Zacchiroli predicted
that, if Zhou's proposal won, Debian packagers who included some form
of AI model without DFSG-free training data would be forced to patch
their software to download data on first use or "just give up on
maintaining those packages
". He said he failed to understand how
this served Debian's users, and would not really protect them from
"evil OSAID-but-not-DFSG-free stuff
" anyway.
Withdrawal
After much discussion, Zhou withdrew
his proposal on May 8. He said that it had become clear that the
community was unprepared to vote on the proposal. Initially, he wanted
to simply address the "conceptual interpretation
" of the DFSG
with regard to AI models, but the real implications had given Debian
members pause. He asked for suggestions on tools that might help him
scan the Debian archive to figure out which packages might be affected
by the GR.
Zhou also added that many people seemed to assume that pre-trained models were trustworthy.

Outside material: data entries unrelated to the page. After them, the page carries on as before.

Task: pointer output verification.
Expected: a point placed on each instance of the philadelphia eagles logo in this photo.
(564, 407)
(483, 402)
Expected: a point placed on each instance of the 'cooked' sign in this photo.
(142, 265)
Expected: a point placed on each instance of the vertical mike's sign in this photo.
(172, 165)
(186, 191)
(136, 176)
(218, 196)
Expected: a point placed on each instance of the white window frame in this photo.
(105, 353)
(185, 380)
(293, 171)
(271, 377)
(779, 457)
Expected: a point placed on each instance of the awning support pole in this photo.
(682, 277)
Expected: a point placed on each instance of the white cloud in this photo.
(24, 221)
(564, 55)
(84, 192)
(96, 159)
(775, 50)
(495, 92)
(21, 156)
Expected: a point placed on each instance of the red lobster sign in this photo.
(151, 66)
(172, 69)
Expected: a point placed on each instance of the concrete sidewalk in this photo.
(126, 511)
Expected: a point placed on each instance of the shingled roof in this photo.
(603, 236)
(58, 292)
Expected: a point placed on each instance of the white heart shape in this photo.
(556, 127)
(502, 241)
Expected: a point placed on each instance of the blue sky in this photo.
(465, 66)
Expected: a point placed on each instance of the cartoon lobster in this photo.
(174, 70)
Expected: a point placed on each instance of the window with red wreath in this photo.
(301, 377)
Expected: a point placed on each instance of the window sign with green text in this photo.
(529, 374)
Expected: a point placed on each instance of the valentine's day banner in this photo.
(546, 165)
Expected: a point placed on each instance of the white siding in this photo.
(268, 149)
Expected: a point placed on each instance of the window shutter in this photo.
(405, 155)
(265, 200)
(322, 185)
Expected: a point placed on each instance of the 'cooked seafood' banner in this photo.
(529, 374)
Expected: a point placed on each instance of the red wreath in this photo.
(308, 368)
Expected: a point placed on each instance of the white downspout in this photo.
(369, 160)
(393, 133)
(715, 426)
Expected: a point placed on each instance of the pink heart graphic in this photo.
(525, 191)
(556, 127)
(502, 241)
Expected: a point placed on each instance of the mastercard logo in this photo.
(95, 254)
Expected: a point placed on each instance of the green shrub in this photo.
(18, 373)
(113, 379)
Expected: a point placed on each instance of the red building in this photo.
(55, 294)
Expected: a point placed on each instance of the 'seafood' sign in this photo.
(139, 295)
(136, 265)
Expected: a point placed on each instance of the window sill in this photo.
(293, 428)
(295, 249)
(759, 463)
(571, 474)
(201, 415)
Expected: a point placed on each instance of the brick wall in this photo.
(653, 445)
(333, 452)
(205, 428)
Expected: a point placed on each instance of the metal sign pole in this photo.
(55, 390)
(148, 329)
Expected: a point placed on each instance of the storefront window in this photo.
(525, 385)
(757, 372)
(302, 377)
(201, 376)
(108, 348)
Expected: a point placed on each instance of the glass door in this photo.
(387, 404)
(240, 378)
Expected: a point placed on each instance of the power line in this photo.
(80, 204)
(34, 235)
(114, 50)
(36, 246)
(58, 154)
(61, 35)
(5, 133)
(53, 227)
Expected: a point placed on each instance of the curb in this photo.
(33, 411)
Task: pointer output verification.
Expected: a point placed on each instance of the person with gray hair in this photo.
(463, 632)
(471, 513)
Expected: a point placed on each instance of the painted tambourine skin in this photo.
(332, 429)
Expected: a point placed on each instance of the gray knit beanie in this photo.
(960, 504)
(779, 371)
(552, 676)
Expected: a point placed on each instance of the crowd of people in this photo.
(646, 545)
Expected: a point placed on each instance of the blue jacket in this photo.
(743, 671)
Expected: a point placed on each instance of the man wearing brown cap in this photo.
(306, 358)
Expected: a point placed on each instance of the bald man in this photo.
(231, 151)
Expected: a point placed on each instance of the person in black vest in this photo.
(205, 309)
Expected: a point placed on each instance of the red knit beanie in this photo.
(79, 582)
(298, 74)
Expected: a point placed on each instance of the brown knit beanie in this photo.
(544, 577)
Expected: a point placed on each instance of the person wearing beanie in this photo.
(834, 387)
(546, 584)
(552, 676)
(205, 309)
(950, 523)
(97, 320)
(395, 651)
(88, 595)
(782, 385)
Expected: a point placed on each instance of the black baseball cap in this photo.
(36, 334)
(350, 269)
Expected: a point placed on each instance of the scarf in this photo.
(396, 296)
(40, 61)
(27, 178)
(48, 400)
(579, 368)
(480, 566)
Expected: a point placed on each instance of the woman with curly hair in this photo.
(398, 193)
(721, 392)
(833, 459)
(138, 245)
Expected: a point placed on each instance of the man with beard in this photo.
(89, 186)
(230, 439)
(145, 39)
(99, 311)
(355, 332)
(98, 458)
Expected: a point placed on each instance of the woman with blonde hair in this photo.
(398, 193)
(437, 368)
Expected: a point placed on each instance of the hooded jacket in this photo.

He said he would create a demonstration to illustrate how a backdoor could be planted in a neural network. This would allow those who consider models the preferred form of modification to demonstrate how they could fix the backdoor. He indicated that he would need a few months before he could return to working on the GR.
Russ Allbery thanked Zhou for his work and said that this happens a lot. People often wait until the GR is proposed before speaking up, and the discussion often brings opinions to the surface that had not been expressed before. He added that he thought delaying the GR was the right decision:
I also hope it doesn't discourage you from continuing to work on this. I don't think anyone is saying that we shouldn't have this conversation and a vote, only that we (myself very much included) are realizing that we hadn't actually thought this through as thoroughly as we had thought.
Hartman and Mahinovs followed suit and formally withdrew their proposals even though they did not have sufficient sponsors, just to be clear that they were not to be voted on in the absence of Zhou's GR. To date, Glaser has not formally withdrawn his proposal.
More complicated than first thought
It seemed that there was plenty of support at the beginning of the discussion for requiring training data with AI models to consider them DFSG-free. However, coming up with a definition of AI models that does not overlap with other, less controversial, data is clearly going to be difficult. It will be interesting to see how the discussion goes when Zhou returns to the topic down the road, and whether Debian can adopt a policy without unintended consequences.